Please Help Me Before It's July!

tabray

Hatching
11 Years
Jan 2, 2009
4
0
7
Hello Everyone!

I'm currently trying to design my chicken house for this spring. My eyeballs hurt and my head is spinning - just when I think I have things worked out, I foresee another problem or question. I live in western Wisconsin where the weather ranges from Arctic cold and snow to Death Valley dry and hot, and everything in between. I'm planning on meat birds (probably Cornish cross or something commercial) and purebred pullets for my laying flock. My idea is to divide a 10x10 foot single house with a fixed wall (allowing for no more than a dozen birds on either side). I'd raise pullets on one side and meat birds on the other. The meat bird side could be further divided in half with a removeable barrier, for isolation or when I simultaneosly get replacement pullets and meat birds. When only one flock is in residence, pop holes in the fixed wall would give them the entire run of the house. I want to have four quadrants of range corresponding with four pop holes on the exterior of the house, so that I can funnel the birds onto one patch of range at a time. The difficulty I'm having is the fence.
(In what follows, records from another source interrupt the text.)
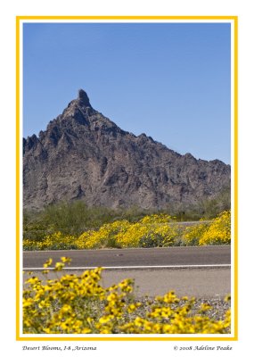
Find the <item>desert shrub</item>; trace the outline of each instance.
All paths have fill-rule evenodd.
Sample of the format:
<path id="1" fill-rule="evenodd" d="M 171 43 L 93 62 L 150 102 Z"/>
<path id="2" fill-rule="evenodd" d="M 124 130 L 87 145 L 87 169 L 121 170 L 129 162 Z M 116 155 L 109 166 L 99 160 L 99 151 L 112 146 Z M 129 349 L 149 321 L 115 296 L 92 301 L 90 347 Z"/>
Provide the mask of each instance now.
<path id="1" fill-rule="evenodd" d="M 70 260 L 56 262 L 56 273 Z M 31 276 L 23 291 L 24 334 L 225 334 L 230 332 L 230 310 L 224 320 L 209 315 L 207 303 L 194 308 L 195 299 L 178 298 L 173 291 L 141 303 L 134 282 L 125 279 L 102 287 L 102 269 L 80 275 L 48 278 Z"/>

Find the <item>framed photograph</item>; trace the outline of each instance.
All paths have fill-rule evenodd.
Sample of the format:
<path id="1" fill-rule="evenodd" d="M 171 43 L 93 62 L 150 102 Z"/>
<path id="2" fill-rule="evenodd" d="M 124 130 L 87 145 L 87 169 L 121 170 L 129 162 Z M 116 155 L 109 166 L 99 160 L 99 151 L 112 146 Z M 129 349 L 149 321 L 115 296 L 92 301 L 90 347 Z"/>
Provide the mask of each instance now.
<path id="1" fill-rule="evenodd" d="M 16 18 L 17 340 L 237 340 L 237 21 Z"/>

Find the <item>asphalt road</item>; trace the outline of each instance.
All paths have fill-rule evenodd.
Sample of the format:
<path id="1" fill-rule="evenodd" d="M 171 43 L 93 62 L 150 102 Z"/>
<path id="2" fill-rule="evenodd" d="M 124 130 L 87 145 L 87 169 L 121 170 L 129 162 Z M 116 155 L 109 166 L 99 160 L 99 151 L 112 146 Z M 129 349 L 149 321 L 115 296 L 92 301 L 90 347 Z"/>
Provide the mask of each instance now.
<path id="1" fill-rule="evenodd" d="M 72 259 L 70 267 L 166 267 L 231 263 L 230 245 L 24 252 L 23 268 L 42 268 L 48 258 Z"/>

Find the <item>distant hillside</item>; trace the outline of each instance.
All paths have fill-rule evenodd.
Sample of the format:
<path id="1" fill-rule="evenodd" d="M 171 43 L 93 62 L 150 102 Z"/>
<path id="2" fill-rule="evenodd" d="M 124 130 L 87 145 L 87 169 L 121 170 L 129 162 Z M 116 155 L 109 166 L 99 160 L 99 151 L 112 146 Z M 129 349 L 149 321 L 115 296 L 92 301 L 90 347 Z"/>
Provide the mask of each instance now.
<path id="1" fill-rule="evenodd" d="M 85 200 L 88 205 L 160 209 L 195 204 L 230 184 L 230 165 L 181 155 L 122 130 L 80 89 L 45 131 L 23 139 L 24 207 Z"/>

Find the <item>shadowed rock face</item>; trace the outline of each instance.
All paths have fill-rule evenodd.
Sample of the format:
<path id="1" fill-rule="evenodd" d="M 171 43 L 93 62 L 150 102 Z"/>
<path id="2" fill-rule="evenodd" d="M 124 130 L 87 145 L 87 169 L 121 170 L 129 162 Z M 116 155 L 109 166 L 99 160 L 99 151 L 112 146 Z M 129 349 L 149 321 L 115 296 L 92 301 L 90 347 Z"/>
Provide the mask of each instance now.
<path id="1" fill-rule="evenodd" d="M 189 205 L 229 183 L 229 165 L 122 130 L 82 89 L 38 137 L 23 139 L 24 207 L 76 199 L 109 207 Z"/>

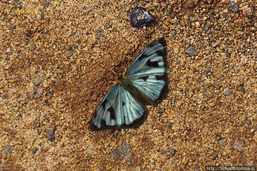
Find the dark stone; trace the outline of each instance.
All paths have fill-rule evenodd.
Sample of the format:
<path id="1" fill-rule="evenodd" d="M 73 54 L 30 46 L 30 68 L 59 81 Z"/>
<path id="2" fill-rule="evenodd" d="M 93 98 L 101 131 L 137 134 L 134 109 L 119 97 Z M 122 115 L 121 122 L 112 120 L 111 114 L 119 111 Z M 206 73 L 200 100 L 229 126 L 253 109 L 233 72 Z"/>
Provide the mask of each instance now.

We have foxes, coyotes, neighbor's rowdy hunting dogs, bears(!), etc. etc. I'd like to do the electric netting, but it does not work in winter (This is straight from Premier fence. They said it won't hold up in snow, and also the snow provides too much insulation and ground). A fixed perimeter fence all the way around, broken into quadrants (with gates allowing ME to get in and out) seems like it might be too expensive, and I really would like the the option of zapping predators during other seasons. I thought about doing a fixedperimeter fence on the laying side only, and just doing electric netting on the meat side. But how to close the gap between the two? I can't put the netting on the fixed fence or it would short out.

All of this agonizing is because of my belief that I'm not supposed to let the chickens be on any one piece of ground too long (built up disease/ pathogens in the soil, dirt yards and the corresponding dust or mud and dirty eggs, etc.). What do you think? Can some of you with fixed runs tell me how you manage? I don't think the tractor idea works for us because the chickens have to over winter (definitely need insulation) and I'm also afraid of predation in a tractor-type situation.

Please help, or once again we will be grilling frozen chicken breasts from the grocery store for the 4th of July!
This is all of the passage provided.